Surgical Management of Secondary and Tertiary Hyperparathyroidism

Chapter 66 Surgical Management of Secondary and Tertiary Hyperparathyroidism




Definition


Secondary hyperparathyroidism (SHPT) refers to a derangement in calcium homeostasis leading to a compensatory increase in parathyroid hormone (PTH) secretion.1,2 SHPT requiring parathyroidectomy (PTx) occurs more commonly in progressive chronic kidney disease (CKD)3 and in long-term lithium therapy,4 but it also arises less commonly from disorders of gastrointestinal absorption, deficiency of vitamin D, liver disease, and pseudohypoparathyroidism. The term tertiary hyperparathyroidism (THPT) has been used to define SHPT accompanied by spontaneous hypercalcemia and clinically persistent SHPT after successful renal transplantation.1,5



Secondary Hyperparathyroidism



Epidemiology


It is well known that CKD induces SHPT and SHPT is one of the serious complications that influence mortality and quality of life (QOL) in patients with CKD.69 Multivariate analysis showed that younger age, female gender, white race, absence of diabetes, long duration of hemodialysis, use of intravenous vitamin D, previous renal transplantation, and several other comorbid conditions are factors indicating the need for of PTx.10,11 The Japanese Society for Dialysis Therapy (JSDT) reported that in Japan the frequency of PTx was about 10% in patients who had had hemodialysis for more than 10 years and was about 30% among those being hemodialyzed for more than 20 years.12


The Dialysis Outcome and Practice Pattern Study (DOPPS) evaluated the situation and quality of hemodialysis therapy from 1996 to 2001. Baseline prevalence of PTx (%) and the incidence of PTx at follow-up for100 patients/year in each country were as follows: France, 14.3%, 1.8; Germany, 6%, 1; Italy, 5%, 0.9; Japan, 4.1%, 0.6; Spain, 5.7%, 1.5; the United Kingdom, 9.2%, 1.5; and the United States, 4%, 0.5, respectively.13


Kestenbaum et al. and Foley et al. analyzed the PTx rate in the United States.14,15 The first group of authors reported that the rate had decreased in the United States between 1995 and 1999 (by approximately 30%) independently of changes in the general patient’s characteristics. The later authors reported that more recently the rate increased between 1998 and 2002 (from 9.8% to 12%).

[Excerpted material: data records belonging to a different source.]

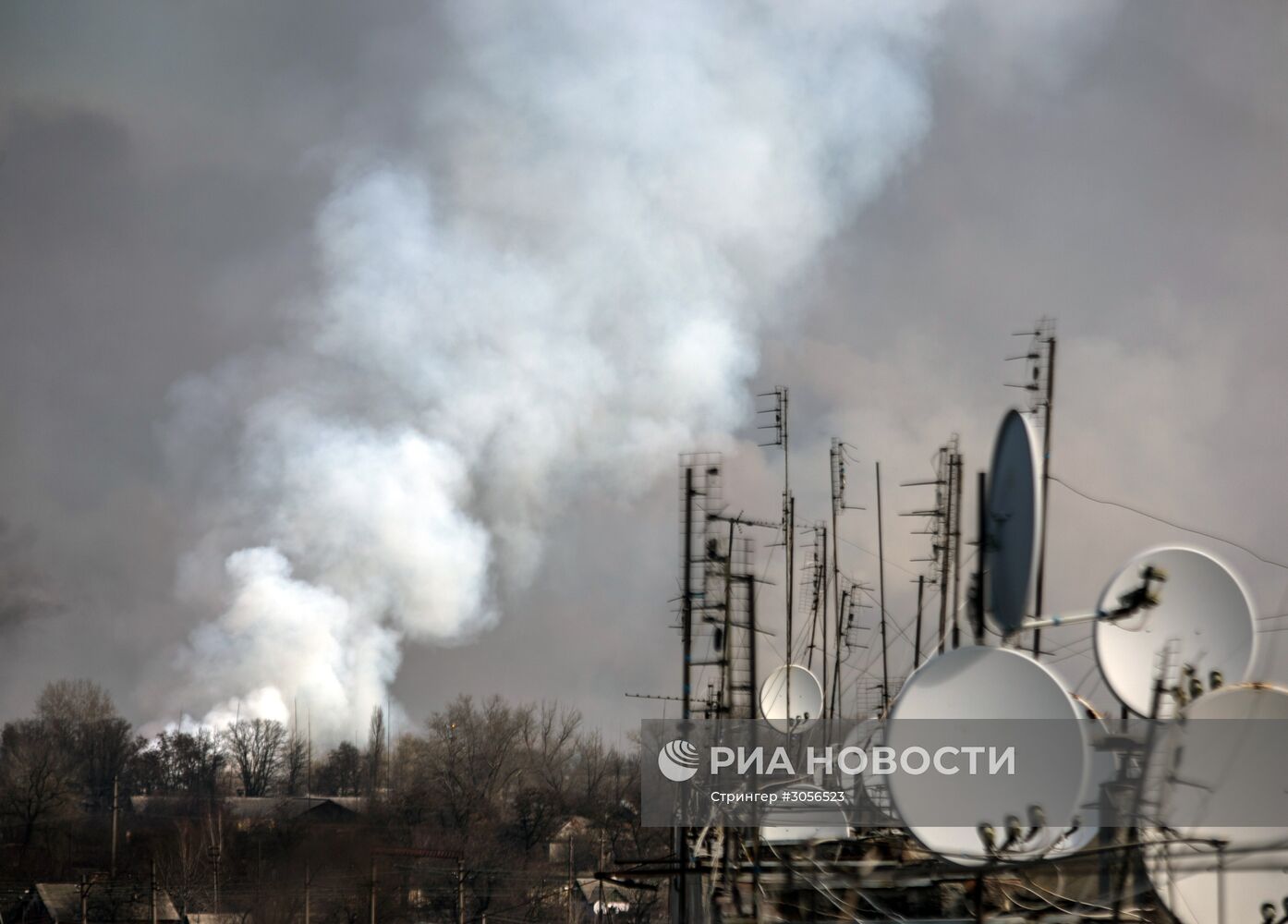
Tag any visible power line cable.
[1047,474,1288,571]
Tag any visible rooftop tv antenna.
[899,433,962,651]
[1007,317,1055,657]
[1144,683,1288,924]
[756,385,796,716]
[823,437,867,715]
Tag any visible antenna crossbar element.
[1019,565,1167,631]
[622,693,684,702]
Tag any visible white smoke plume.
[167,0,935,735]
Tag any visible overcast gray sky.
[0,0,1288,737]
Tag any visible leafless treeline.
[0,680,668,924]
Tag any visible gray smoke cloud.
[166,3,936,734]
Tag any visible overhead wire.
[1047,474,1288,571]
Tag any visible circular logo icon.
[657,738,699,783]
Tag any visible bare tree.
[36,679,138,808]
[313,741,362,796]
[0,719,75,848]
[225,719,286,796]
[282,732,310,796]
[366,706,385,797]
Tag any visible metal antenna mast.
[756,385,796,704]
[823,437,866,716]
[1007,317,1055,657]
[899,433,960,655]
[876,463,890,712]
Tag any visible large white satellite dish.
[984,410,1042,636]
[1095,545,1256,715]
[759,784,850,845]
[1046,696,1118,859]
[1145,685,1288,924]
[885,647,1089,866]
[759,663,823,732]
[836,716,893,827]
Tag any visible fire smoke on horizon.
[167,3,934,735]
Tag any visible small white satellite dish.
[1095,545,1256,715]
[759,663,823,732]
[1145,685,1288,924]
[759,784,850,845]
[984,410,1042,636]
[1046,695,1118,859]
[841,716,895,826]
[885,647,1089,866]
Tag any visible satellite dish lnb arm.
[1020,565,1167,630]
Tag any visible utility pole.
[934,446,952,655]
[674,465,696,924]
[876,463,890,712]
[975,471,988,644]
[111,773,121,881]
[912,575,926,670]
[568,833,579,924]
[456,856,468,924]
[939,453,961,649]
[949,453,962,649]
[823,437,844,718]
[810,526,827,716]
[1033,329,1055,657]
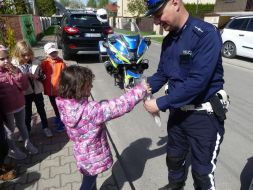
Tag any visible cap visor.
[144,2,165,16]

The PTx rate may be influenced by new trends of medical therapy—that is, with vitamin D receptor (VDR) activators and calcimimetics. Cinacalcet hydrochloride (HCL) (cinacalcet) has recently become available all over the world and will have impact on the treatment of SHPT.16 Cunningham et al. reported that cinacalcet reduced the requirement of PTx in 90% of patients as compared with a placebo group.17 However, the costs and the cost utility of medical therapy including cinacalcet may to some extent limit the use of this new therapy and thereby influence the rate of PTx in different countries.



Pathogenesis, Histopathology, and Pathophysiology


A summary of pathogenetic factors leading to SHPT in CKD is presented in Figure 66-1. These factors are hypocalcemia, hyperphosphatemia, and deficiency of active vitamin D.18 It has been confirmed that renal impairment induces hyperphosphatemia and phosphate retention, which directly acts on parathyroid cells and stimulates PTH secretion, synthesis, and the proliferation of parathyroid cells.19 Recently a novel phosphaturia hormone fibroblast growth factor (FGF23) has been identified. FGF23 is secreted from osteocytes, and the serum level of FGF23 is progressively elevated to compensate for persistent phosphate retention, which results in reduced renal production of 1,25-dihydroxyvitamin D and thereby stimulates secretion of PTH, suggesting its critical role in the pathogenesis of altered mineral homeostasis in CKD.20,21 Furthermore, it has recently been shown that FGF23 directly acts on parathyroid cells and mediates the secretion of PTH in the presence of Klotho as a cofactor.22,23



It has been confirmed that there is a diminished expression of VDR and calcium sensing receptor (CaSR) in parathyroid cells in patients with CKD,24,25 and these patients have skeletal resistance against PTH because of diminished expression of the PTH/parathyroid hormone-related protein (PTHrP) receptor in osteoblasts, overexpression of osteoprotegerin, accumulation of 7-84 PTH fragments, as well as accumulation of several uremic toxins.26 These factors interact to form a complex pattern that leads to progressive SHPT in the setting of CKD.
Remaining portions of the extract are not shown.